As the burst of the tech bubble becomes evident, more and more investors are acknowledging the growing risks and admitting that there is a broader stock market bubble. In a global market poll conducted by Deutsche Bank, 49% of the respondents affirmed that U.S. stocks are in a bubble. As investors move away from risky tech stocks, the Nasdaq officially entered correction territory, defined as a minimum 10% decline from its high. The latest peak in the index was recorded on November 19. After that point, things started to go downhill and never fully recovered. And yesterday, the tech-heavy index recorded a crash of nearly 11% below the record. But experts are saying that the downturn is about to get worse in the coming weeks as companies release their quarterly earnings data and investors are forced to confront the current economic reality. Even Nasdaq strategists are warning that a broad stock market crash is fast approaching. On Nasdaq’s official website, financial analyst Sean Williams cited several reasons why a stock market crash is likely to occur in January.

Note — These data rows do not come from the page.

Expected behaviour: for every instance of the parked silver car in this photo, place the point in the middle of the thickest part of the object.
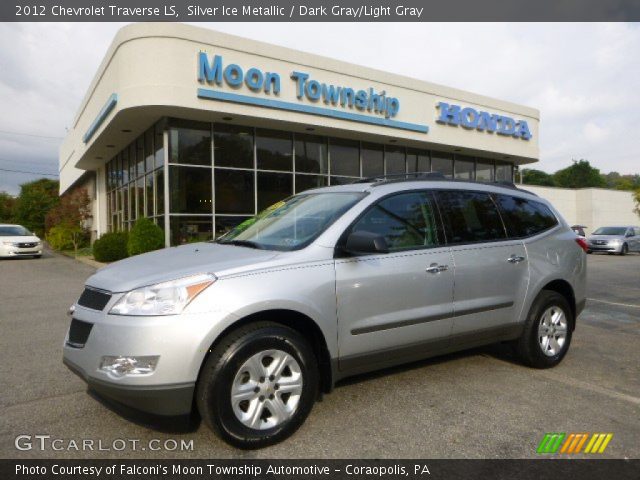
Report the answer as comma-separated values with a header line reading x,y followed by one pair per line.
x,y
620,240
17,241
332,282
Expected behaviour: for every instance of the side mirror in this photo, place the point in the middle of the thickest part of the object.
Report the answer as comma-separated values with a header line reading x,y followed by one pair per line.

Everywhere we look, all signs point to an imminent financial disaster. Now, it seems that investors’ top priority is to get out of the tech bubble before they suffer from more painful losses. According to RBAdvisors’ Dan Suzuki, the risks of investing in tech stocks today are the highest they have ever been. Suzuki compared the frothiness in the sector to the dot-com bubble of the 1990s, saying: “It’s never too early to sell.” He believes that “any protracted sell-off in tech will reverberate across the broader equity market, given the weight tech stocks have in the major indices now compared to a decade ago”. “There’s massive downside risk. I’m talking about a bubble that reaches out at least 50% of the market,” he emphasized. “The only way to protect from a bubble is to get away from it,” Suzuki cautioned. “We’ve seen this movie before. These things don’t move in straight lines. I wouldn’t be surprised to see a major reversal here.”

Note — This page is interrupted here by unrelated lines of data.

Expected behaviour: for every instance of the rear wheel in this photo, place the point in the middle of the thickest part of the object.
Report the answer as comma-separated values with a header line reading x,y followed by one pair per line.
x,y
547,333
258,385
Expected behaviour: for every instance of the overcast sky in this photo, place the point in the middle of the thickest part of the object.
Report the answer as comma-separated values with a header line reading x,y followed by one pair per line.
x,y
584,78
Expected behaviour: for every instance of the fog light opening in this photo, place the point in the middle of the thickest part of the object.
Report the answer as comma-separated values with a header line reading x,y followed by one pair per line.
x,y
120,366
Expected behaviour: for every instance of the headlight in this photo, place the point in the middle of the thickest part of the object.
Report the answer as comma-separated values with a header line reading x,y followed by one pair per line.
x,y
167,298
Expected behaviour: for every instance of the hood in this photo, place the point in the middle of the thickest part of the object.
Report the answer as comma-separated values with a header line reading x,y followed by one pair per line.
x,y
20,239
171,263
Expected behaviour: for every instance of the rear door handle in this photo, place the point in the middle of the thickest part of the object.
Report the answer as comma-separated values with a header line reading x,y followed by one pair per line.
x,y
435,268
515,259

“We haven’t really scratched the surface of what they’re really going to do to people’s portfolios,” he continued. Keeping in mind that millions of household portfolios are extremely exposed to these risky stocks, we’re about to witness some acute financial losses. And with soaring inflation and a looming stock market crash, it seems that Americans are already preparing for years of financial uncertainty. A recent Quicken survey shows that roughly 71% of the population inflation is among the top three issues they’re most worried about at the moment, followed by the new virus variant, supply chain disruptions, and a stock market crash.
“Americans are feeling the impact of inflation across their daily expenses, which is why it’s on everyone’s mind,” outlined Quicken CEO, Eric Dunn. “It’s important to understand exactly how economic changes, such as inflation and an unsteady stock market, impact our daily lives, and to have a handle on your personal finances so that you are prepared for the uncertainties ahead,” he alerted. Nearly 52% of Americans agree that a stock market crash seems near, amongst them, 58% think it will impact their finances negatively. In short, people can tell when dark times are approaching. And when the stock market finally implodes, we will find ourselves in the middle of the most devastating financial and economic crisis in modern history.